Though none of the papers put it as such, the denials of a pause are essentially non-denials: When asked whether there will be any delay on an attack of Baghdad, Defense Secretary Rumsfeld and others have responded that there will be no pause in the overall war—which isn't really the question.
Anyway, all this fuzziness obscures a pretty simple question (though again, one that the Pentagon doesn't have to answer): Is the military going to wait until it has the 4th Infantry Division—the major reinforcement unit en route—in place, at least two weeks, before invading Baghdad?
The Wall Street Journal, following up on the Post's coverage from yesterday, says that at least some combat commanders want to wait: "Field officers" are warning that the number of U.S. troops currently in the fight is "insufficient." Some commanders have apparently been complaining that they lack the "combat power" to take Baghdad.
But don't bet that an assault will begin only after the 4th arrives. The Post, which has had stellar coverage of the delay and readiness questions, reiterates what it reported yesterday: "A senior official said that Bush had agreed with Rumsfeld to move aggressively on Baghdad." (Oddly, the NYT, which has had the war's finest battlefield reporting, has lagged on this storyline.)
The Post says in a front-page piece that some "former senior Republican government officials and party leaders" (Scowcroft? Baker? Poppy?) think that the president's conservatopians (Rummy, Wolfowitz, and Cheney) are screwing things up. Hopefully, one "former GOP-appointee" said, "this president has learned something from this bum advice he has been getting." The White House didn't have a response, but a "senior defense official" did, explaining that such criticism, "plays into the hands of Baghdad's propaganda."
The same piece has a hint about why Rumsfeld prefers smaller invasion forces. "He wants to put the 'Powell Doctrine' into obsolescence," one "Bush adviser" explained. "He sees new kinds of foreign policy challenges, and he ultimately wants to run foreign policy, not just the Defense Department.
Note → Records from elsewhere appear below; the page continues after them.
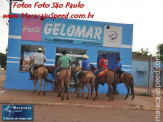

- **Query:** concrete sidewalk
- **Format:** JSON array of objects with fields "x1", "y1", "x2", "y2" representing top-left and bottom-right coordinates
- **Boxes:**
[{"x1": 1, "y1": 70, "x2": 163, "y2": 111}]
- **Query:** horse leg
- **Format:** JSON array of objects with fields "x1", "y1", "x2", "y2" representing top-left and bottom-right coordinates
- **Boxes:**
[
  {"x1": 81, "y1": 83, "x2": 84, "y2": 97},
  {"x1": 61, "y1": 80, "x2": 64, "y2": 101},
  {"x1": 76, "y1": 83, "x2": 81, "y2": 98},
  {"x1": 43, "y1": 79, "x2": 46, "y2": 96},
  {"x1": 33, "y1": 79, "x2": 36, "y2": 94},
  {"x1": 95, "y1": 83, "x2": 98, "y2": 98},
  {"x1": 108, "y1": 84, "x2": 112, "y2": 101},
  {"x1": 112, "y1": 83, "x2": 116, "y2": 100},
  {"x1": 91, "y1": 81, "x2": 96, "y2": 101},
  {"x1": 125, "y1": 84, "x2": 130, "y2": 99},
  {"x1": 57, "y1": 80, "x2": 61, "y2": 97},
  {"x1": 85, "y1": 83, "x2": 90, "y2": 99},
  {"x1": 38, "y1": 78, "x2": 42, "y2": 96}
]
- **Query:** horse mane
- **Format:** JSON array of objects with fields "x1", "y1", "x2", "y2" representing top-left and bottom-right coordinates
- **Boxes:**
[{"x1": 90, "y1": 64, "x2": 96, "y2": 72}]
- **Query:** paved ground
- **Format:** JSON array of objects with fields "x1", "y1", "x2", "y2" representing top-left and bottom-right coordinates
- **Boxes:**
[{"x1": 0, "y1": 70, "x2": 163, "y2": 122}]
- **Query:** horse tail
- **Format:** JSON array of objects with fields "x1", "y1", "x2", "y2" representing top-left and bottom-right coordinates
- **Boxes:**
[
  {"x1": 44, "y1": 68, "x2": 53, "y2": 84},
  {"x1": 130, "y1": 76, "x2": 135, "y2": 99},
  {"x1": 91, "y1": 74, "x2": 95, "y2": 96}
]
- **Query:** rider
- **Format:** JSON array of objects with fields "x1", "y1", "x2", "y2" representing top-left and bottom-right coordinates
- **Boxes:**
[
  {"x1": 54, "y1": 50, "x2": 73, "y2": 81},
  {"x1": 115, "y1": 56, "x2": 123, "y2": 79},
  {"x1": 94, "y1": 54, "x2": 109, "y2": 83},
  {"x1": 76, "y1": 54, "x2": 90, "y2": 83},
  {"x1": 29, "y1": 48, "x2": 46, "y2": 80}
]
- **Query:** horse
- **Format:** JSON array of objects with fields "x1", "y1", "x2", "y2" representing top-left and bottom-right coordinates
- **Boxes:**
[
  {"x1": 90, "y1": 64, "x2": 117, "y2": 101},
  {"x1": 32, "y1": 66, "x2": 52, "y2": 96},
  {"x1": 57, "y1": 68, "x2": 71, "y2": 101},
  {"x1": 76, "y1": 70, "x2": 96, "y2": 101},
  {"x1": 116, "y1": 73, "x2": 135, "y2": 99}
]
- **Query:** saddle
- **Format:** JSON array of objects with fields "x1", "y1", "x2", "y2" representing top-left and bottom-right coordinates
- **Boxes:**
[
  {"x1": 116, "y1": 71, "x2": 125, "y2": 83},
  {"x1": 77, "y1": 70, "x2": 89, "y2": 79},
  {"x1": 31, "y1": 65, "x2": 45, "y2": 75},
  {"x1": 97, "y1": 69, "x2": 109, "y2": 77},
  {"x1": 57, "y1": 68, "x2": 70, "y2": 76}
]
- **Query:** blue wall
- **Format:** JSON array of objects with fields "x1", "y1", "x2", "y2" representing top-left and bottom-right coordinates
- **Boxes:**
[
  {"x1": 5, "y1": 15, "x2": 133, "y2": 95},
  {"x1": 132, "y1": 60, "x2": 163, "y2": 87}
]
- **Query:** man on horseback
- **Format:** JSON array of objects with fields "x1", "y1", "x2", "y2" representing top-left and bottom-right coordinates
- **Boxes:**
[
  {"x1": 114, "y1": 56, "x2": 123, "y2": 79},
  {"x1": 76, "y1": 54, "x2": 90, "y2": 83},
  {"x1": 29, "y1": 48, "x2": 46, "y2": 80},
  {"x1": 94, "y1": 54, "x2": 109, "y2": 83},
  {"x1": 54, "y1": 50, "x2": 73, "y2": 82}
]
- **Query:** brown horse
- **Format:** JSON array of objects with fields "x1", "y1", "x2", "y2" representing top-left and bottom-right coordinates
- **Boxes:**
[
  {"x1": 57, "y1": 68, "x2": 71, "y2": 101},
  {"x1": 116, "y1": 73, "x2": 135, "y2": 99},
  {"x1": 76, "y1": 70, "x2": 96, "y2": 101},
  {"x1": 90, "y1": 64, "x2": 117, "y2": 101},
  {"x1": 45, "y1": 66, "x2": 60, "y2": 92},
  {"x1": 32, "y1": 66, "x2": 52, "y2": 95}
]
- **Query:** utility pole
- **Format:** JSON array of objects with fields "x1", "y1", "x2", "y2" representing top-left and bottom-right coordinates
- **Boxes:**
[{"x1": 9, "y1": 0, "x2": 12, "y2": 14}]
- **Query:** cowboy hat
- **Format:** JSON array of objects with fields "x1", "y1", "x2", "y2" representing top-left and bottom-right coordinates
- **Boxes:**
[
  {"x1": 38, "y1": 48, "x2": 42, "y2": 51},
  {"x1": 83, "y1": 54, "x2": 89, "y2": 59}
]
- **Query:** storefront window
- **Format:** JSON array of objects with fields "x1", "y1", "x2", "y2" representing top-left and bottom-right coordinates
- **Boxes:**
[{"x1": 19, "y1": 45, "x2": 45, "y2": 72}]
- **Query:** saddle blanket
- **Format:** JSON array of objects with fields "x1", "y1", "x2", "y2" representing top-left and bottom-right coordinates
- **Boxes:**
[{"x1": 98, "y1": 69, "x2": 109, "y2": 77}]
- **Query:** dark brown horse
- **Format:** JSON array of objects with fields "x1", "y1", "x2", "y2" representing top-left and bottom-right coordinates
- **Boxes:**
[
  {"x1": 32, "y1": 66, "x2": 52, "y2": 96},
  {"x1": 76, "y1": 70, "x2": 96, "y2": 101},
  {"x1": 45, "y1": 66, "x2": 60, "y2": 91},
  {"x1": 90, "y1": 64, "x2": 117, "y2": 101},
  {"x1": 57, "y1": 68, "x2": 71, "y2": 101},
  {"x1": 116, "y1": 73, "x2": 135, "y2": 99}
]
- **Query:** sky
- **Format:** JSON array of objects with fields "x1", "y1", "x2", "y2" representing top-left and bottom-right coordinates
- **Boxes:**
[{"x1": 0, "y1": 0, "x2": 163, "y2": 55}]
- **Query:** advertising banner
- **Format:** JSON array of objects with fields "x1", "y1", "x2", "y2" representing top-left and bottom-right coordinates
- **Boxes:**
[{"x1": 103, "y1": 25, "x2": 122, "y2": 48}]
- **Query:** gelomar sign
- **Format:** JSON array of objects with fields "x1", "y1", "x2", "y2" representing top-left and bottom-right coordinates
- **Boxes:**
[
  {"x1": 21, "y1": 18, "x2": 122, "y2": 47},
  {"x1": 42, "y1": 19, "x2": 104, "y2": 46}
]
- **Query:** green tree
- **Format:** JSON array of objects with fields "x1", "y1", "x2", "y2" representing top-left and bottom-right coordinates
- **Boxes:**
[
  {"x1": 0, "y1": 52, "x2": 7, "y2": 69},
  {"x1": 157, "y1": 44, "x2": 163, "y2": 61},
  {"x1": 132, "y1": 48, "x2": 150, "y2": 56}
]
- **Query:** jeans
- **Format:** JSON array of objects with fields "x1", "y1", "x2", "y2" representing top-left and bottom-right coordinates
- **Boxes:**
[
  {"x1": 29, "y1": 64, "x2": 36, "y2": 78},
  {"x1": 76, "y1": 70, "x2": 82, "y2": 83},
  {"x1": 94, "y1": 68, "x2": 105, "y2": 83},
  {"x1": 54, "y1": 66, "x2": 62, "y2": 81}
]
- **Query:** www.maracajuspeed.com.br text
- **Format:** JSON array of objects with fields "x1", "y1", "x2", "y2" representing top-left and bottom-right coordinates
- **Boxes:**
[{"x1": 3, "y1": 12, "x2": 94, "y2": 20}]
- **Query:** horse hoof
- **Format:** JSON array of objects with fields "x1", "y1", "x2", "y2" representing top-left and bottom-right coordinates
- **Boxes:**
[
  {"x1": 61, "y1": 97, "x2": 64, "y2": 101},
  {"x1": 76, "y1": 95, "x2": 79, "y2": 98},
  {"x1": 58, "y1": 94, "x2": 61, "y2": 97},
  {"x1": 33, "y1": 91, "x2": 35, "y2": 94},
  {"x1": 85, "y1": 97, "x2": 88, "y2": 99},
  {"x1": 124, "y1": 97, "x2": 128, "y2": 100},
  {"x1": 131, "y1": 97, "x2": 135, "y2": 100},
  {"x1": 93, "y1": 98, "x2": 96, "y2": 101},
  {"x1": 38, "y1": 93, "x2": 40, "y2": 96},
  {"x1": 43, "y1": 93, "x2": 45, "y2": 96},
  {"x1": 67, "y1": 97, "x2": 69, "y2": 100}
]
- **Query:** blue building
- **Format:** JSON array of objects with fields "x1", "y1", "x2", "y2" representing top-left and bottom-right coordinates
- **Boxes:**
[
  {"x1": 132, "y1": 55, "x2": 163, "y2": 87},
  {"x1": 5, "y1": 14, "x2": 133, "y2": 94}
]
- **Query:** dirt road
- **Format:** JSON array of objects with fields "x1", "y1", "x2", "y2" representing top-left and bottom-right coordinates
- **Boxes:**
[{"x1": 0, "y1": 104, "x2": 160, "y2": 122}]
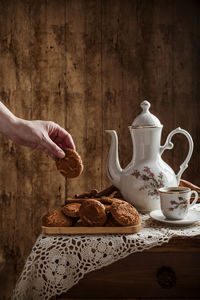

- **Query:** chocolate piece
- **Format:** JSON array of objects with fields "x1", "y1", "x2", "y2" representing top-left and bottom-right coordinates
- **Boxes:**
[{"x1": 98, "y1": 185, "x2": 118, "y2": 197}]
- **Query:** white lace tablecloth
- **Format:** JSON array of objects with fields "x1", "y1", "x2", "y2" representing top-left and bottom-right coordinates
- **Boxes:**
[{"x1": 12, "y1": 204, "x2": 200, "y2": 300}]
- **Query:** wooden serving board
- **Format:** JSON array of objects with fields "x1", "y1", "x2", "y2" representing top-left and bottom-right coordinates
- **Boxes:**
[{"x1": 42, "y1": 223, "x2": 142, "y2": 235}]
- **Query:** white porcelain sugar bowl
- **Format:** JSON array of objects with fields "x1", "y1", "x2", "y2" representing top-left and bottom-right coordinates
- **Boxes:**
[{"x1": 106, "y1": 100, "x2": 194, "y2": 212}]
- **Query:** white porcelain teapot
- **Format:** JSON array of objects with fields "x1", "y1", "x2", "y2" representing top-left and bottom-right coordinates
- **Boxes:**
[{"x1": 106, "y1": 100, "x2": 193, "y2": 212}]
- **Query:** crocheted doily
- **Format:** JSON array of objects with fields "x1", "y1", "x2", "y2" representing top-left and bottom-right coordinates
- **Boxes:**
[{"x1": 12, "y1": 205, "x2": 200, "y2": 300}]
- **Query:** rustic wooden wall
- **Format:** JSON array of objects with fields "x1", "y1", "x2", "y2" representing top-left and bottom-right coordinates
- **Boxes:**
[{"x1": 0, "y1": 0, "x2": 199, "y2": 297}]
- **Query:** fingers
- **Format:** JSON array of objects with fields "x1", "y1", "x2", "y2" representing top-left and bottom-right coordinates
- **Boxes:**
[
  {"x1": 56, "y1": 126, "x2": 76, "y2": 150},
  {"x1": 49, "y1": 125, "x2": 76, "y2": 150},
  {"x1": 41, "y1": 121, "x2": 76, "y2": 159},
  {"x1": 41, "y1": 135, "x2": 65, "y2": 159}
]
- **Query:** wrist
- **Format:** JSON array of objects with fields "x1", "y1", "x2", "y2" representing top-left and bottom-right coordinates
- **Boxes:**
[
  {"x1": 0, "y1": 101, "x2": 19, "y2": 138},
  {"x1": 6, "y1": 117, "x2": 27, "y2": 141},
  {"x1": 0, "y1": 115, "x2": 22, "y2": 139}
]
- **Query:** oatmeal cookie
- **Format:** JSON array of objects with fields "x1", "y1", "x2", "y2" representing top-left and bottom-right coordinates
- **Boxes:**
[
  {"x1": 62, "y1": 203, "x2": 81, "y2": 218},
  {"x1": 42, "y1": 210, "x2": 72, "y2": 227},
  {"x1": 110, "y1": 200, "x2": 140, "y2": 226},
  {"x1": 79, "y1": 199, "x2": 107, "y2": 226},
  {"x1": 56, "y1": 148, "x2": 83, "y2": 178}
]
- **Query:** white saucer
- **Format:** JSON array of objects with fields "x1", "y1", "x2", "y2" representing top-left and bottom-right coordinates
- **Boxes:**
[{"x1": 149, "y1": 209, "x2": 200, "y2": 226}]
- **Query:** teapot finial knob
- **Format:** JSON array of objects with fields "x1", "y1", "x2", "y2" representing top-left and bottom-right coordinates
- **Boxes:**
[
  {"x1": 132, "y1": 100, "x2": 161, "y2": 127},
  {"x1": 141, "y1": 100, "x2": 151, "y2": 113}
]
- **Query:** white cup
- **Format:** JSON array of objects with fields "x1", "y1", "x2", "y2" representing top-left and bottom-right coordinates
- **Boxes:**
[{"x1": 158, "y1": 187, "x2": 198, "y2": 220}]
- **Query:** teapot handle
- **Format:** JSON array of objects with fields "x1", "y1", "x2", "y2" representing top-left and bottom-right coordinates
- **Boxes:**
[{"x1": 160, "y1": 127, "x2": 194, "y2": 184}]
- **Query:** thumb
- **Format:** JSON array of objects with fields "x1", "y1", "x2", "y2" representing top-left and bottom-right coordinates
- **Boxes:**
[{"x1": 41, "y1": 135, "x2": 65, "y2": 158}]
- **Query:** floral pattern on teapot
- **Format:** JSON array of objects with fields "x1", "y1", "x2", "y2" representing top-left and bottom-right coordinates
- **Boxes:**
[{"x1": 132, "y1": 166, "x2": 164, "y2": 197}]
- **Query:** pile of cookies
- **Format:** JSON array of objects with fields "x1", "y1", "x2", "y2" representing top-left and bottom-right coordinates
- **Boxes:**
[
  {"x1": 42, "y1": 187, "x2": 140, "y2": 227},
  {"x1": 42, "y1": 148, "x2": 140, "y2": 228}
]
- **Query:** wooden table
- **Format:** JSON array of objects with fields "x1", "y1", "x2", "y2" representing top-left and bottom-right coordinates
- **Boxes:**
[{"x1": 55, "y1": 236, "x2": 200, "y2": 300}]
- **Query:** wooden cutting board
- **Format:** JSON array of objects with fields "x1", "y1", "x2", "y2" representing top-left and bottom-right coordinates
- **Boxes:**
[{"x1": 42, "y1": 223, "x2": 142, "y2": 235}]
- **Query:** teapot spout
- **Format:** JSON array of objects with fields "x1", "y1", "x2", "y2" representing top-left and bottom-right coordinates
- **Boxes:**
[{"x1": 105, "y1": 130, "x2": 122, "y2": 189}]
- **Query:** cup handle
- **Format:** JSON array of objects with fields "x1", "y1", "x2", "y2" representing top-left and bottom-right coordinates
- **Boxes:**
[{"x1": 189, "y1": 190, "x2": 199, "y2": 207}]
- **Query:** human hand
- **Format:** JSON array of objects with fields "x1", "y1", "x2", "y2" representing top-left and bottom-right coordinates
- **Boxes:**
[{"x1": 10, "y1": 119, "x2": 75, "y2": 159}]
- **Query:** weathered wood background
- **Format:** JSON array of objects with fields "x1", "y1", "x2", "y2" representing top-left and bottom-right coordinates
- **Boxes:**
[{"x1": 0, "y1": 0, "x2": 199, "y2": 297}]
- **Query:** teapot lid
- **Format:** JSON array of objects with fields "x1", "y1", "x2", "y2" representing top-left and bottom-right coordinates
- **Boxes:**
[{"x1": 131, "y1": 100, "x2": 162, "y2": 127}]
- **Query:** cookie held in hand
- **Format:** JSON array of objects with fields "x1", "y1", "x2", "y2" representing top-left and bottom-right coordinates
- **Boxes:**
[
  {"x1": 56, "y1": 148, "x2": 83, "y2": 178},
  {"x1": 110, "y1": 200, "x2": 140, "y2": 226},
  {"x1": 79, "y1": 199, "x2": 107, "y2": 226},
  {"x1": 42, "y1": 210, "x2": 72, "y2": 227}
]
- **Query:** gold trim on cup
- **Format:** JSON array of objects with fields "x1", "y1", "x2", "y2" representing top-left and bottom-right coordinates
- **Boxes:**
[{"x1": 159, "y1": 187, "x2": 191, "y2": 194}]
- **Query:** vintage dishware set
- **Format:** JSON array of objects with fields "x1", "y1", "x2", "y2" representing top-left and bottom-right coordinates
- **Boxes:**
[{"x1": 106, "y1": 100, "x2": 199, "y2": 223}]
Those foreign policy challenges require the U.S. to be able to deploy force quickly and with dramatic positive effect in multiple places at multiple times."
Everybody notes that at least 13 U.S. GIs were injured yesterday in Kuwait when an Egyptian man drove his truck into a line of soldiers waiting to get into a store.
The Post says that U.S. Marines have started rounding up suspected irregulars, even if they're unarmed—essentially men who appear "well-fed and are hanging around dangerous areas." "This isn't something we even dreamed about doing," said one Marine officer. "This has been forced upon us." The Post also says that the Pentagon is pondering sending some of the suspects to Guantanamo Bay.
USAT following up on a story that the LAT had last week, says that U.S. military and intel officials are now acknowledging that their much-talked-about efforts to convince Iraqi generals to give up hasn't worked. "We misjudged their tenacity," said one official. "These guys are driven by a hatred (of the United States) that we may have underestimated."
The NYT's William Safire, in the course of making various "snap judgments" about the war, has a good suggestion: Since one of Gen. Tommy Franks' deputies, Lt. Gen. John Abizaid, speaks fluent Arabic, how about holding a news conference specifically for Arab journalists?